Aqui, passeando por entre cabides de roupa usada e algum cheiro a mofo, penso na palavra «molho» e nas suas variantes. Recordo a sua etimologia. Estou encharcado, acredito seriamente que amanhã vou ficar de molho. Uma cliente levanta um molho de calças, estende-as na prateleira e suplica ainda por desconto. Leva 1,200 kg das de ganga, tudo à molhada. Estranha forma de comprar. Relembro o Brasil, onde a venda do pão e a prática de venda de roupa a peso são artes não tão recentes e perfeitamente aceites. Não sei se existe este modelo de negócio aplicado a roupa nova, nunca o vi, mas também não me interessa para já.

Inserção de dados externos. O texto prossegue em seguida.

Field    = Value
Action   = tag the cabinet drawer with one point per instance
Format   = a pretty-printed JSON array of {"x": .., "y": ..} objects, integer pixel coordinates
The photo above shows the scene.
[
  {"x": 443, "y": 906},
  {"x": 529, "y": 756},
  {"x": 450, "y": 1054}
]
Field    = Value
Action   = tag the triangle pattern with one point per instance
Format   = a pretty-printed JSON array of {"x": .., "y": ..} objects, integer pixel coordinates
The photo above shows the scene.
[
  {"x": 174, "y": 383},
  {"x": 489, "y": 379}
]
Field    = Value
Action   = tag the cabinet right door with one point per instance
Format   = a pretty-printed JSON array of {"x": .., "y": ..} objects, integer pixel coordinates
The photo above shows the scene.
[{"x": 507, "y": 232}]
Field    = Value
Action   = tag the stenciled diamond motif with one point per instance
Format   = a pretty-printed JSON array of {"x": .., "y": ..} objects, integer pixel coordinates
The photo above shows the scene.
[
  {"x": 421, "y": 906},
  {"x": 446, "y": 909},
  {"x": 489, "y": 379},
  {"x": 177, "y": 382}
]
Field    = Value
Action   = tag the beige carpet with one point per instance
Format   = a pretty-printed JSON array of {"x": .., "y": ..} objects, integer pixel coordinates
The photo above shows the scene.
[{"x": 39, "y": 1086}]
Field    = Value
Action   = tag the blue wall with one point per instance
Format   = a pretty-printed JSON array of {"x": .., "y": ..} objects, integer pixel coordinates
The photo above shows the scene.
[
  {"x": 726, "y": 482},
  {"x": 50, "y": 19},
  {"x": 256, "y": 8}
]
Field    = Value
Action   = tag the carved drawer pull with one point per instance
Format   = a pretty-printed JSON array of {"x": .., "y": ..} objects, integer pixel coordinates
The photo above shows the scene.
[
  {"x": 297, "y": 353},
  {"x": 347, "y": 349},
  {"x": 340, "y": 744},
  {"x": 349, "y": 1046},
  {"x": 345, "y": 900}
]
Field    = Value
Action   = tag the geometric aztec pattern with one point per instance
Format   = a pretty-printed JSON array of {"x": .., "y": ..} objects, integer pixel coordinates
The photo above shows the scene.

Hoje analiso o mercado de segunda mão, onde se inclui não só a revenda de produtos usados, mas também os produtos utilizados para doações. Procuro enquadrar o modelo de negócio nos desafios recentes associados à economia circular, nas preocupações globais dos consumidores e empresas relacionadas com sustentabilidade. Através da leitura de diversos artigos interessantes e até de algumas estatísticas públicas, tento perceber o impacto no retalho nos anos vindouros, não só no físico, mas também no retalho em linha. Algumas referências e opiniões interessantes, não só enaltecendo o impacto na moda rápida e barata, como a Primark e a Zara, e na moda de luxo, como a Louis Vuitton e a Gucci, mas também, por exemplo, na eletrónica, com a marca Apple. Acredito que empresas como a Farfetch, cujo modelo de negócio se foca em produtos de gamas de luxo, esteja naturalmente atenta a este mercado em constante crescimento. De acordo com empresas como a Thredup, espera-se que o crescimento no vestuário de usados duplique até 2023, atingindo valores de 23 mil milhões de dólares em revenda e 28 mil milhões de dólares em doações.

Regressei apressadamente ao local combinado de mãos vazias. Descobri que, afinal, o meu amigo se tinha perdido pela cidade, desculpa aceite depois de ele assumir o custo do jantar. Há coisas na vida que vêm por bem, por isso devemos sempre aprender com circunstâncias menos positivas. O facto de ele ter chegado atrasado levou-me não só a desfrutar de um belo passeio, mas também a escrever este pequeno texto e a jantar de borla. Não sei se alguma vez irei comprar roupa usada, velha ou semi velha, nem tão pouco se irei ver por Braga alguma loja onde se vende roupa a peso. Fico a aguardar, com ansiedade, o Natal e os momentos em família onde nunca falta roupa nova no sapatinho nem roupa velha no prato, juntamente com saboroso alho e azeite bem português.